La utilización del movimiento en la danza ritual, videodanza, tecnodanza, danzacontacto, orientación gimnástico-rítmica, acrobacia artística, etnodanza y otras expresiones; el sujeto hace suyo un universo que desarrolla lo mental en la experiencia corporal, y a su vez, lo corporal en la experiencia estética, va creando (de esta suerte), una dialéctica del movimiento en doble vía: psicológica y corporal.

a práctica de la danza como terapia potencia la fuerza y la energía, orientadas conscientemente por la mente hacia los cuerpos en movimiento. A partir de diversos esquemas físicos y psicológicos, se desarrolla una actividad corporal que activa un orden estético y direccional, sustentado en una relación intencional, consciente y proyectiva.

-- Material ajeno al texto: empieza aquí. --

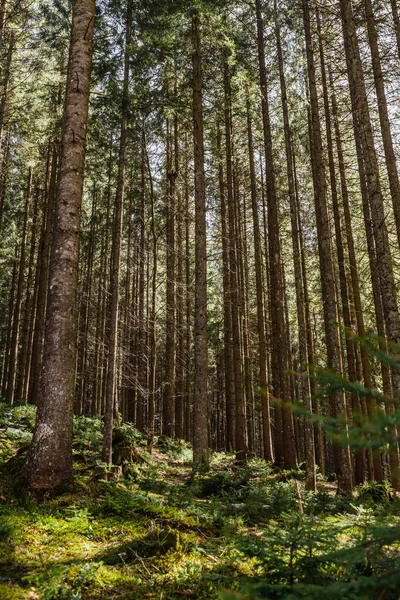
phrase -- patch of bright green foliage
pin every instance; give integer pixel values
(162, 533)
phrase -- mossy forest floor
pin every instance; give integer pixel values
(159, 533)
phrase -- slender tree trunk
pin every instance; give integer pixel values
(396, 23)
(365, 361)
(49, 461)
(6, 360)
(6, 81)
(240, 410)
(170, 350)
(364, 139)
(337, 401)
(298, 269)
(262, 345)
(14, 347)
(228, 348)
(111, 385)
(200, 402)
(153, 313)
(43, 284)
(29, 312)
(280, 380)
(390, 156)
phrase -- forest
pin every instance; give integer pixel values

Toda esta situación dará lugar a una experiencia justificada en un recorrido cuyos valores se harán visibles, legibles, dinámicos y establecidos sobre la base de varios ejes de interpretación, visión e imaginación.

Dentro de la travesía espectacular se ha entendido el cuerpo como laboratorio de los sentidos. Podemos observar que en toda expresión pre-codificada dará lugar una etapa de codificación física y mental, que a su vez logra practicar la rotura tempo-espacial. Este proceso tendrá una acentuación de tipo cultural y psicológica, desde una técnica expresiva asumida por un cuerpo que puede ser comunicativo y “artizado”; todo lo que implica operaciones sintéticas y analíticas de los sentidos, donde el sujeto danzario ocurre en un espacio que también es un territorio escénico involucra cuerpo, territorialidad y estética del movimiento.

¿Cómo surge una educación estética a partir de un laboratorio o lenguaje del cuerpo? La Kinésica y la Proxémica han presentado desarrollos y datos orgánicos, fisiológicos, neuro-anatómicos, neurológicos, cognitivos y estéticos, donde todo un campo de la expresión artística, involucra una visión del relato histórico del movimiento corporal, ubicado en tiempo y espacio, pero también de distribución de puntos referenciales en un contexto artístico plural, representación y proyectivo.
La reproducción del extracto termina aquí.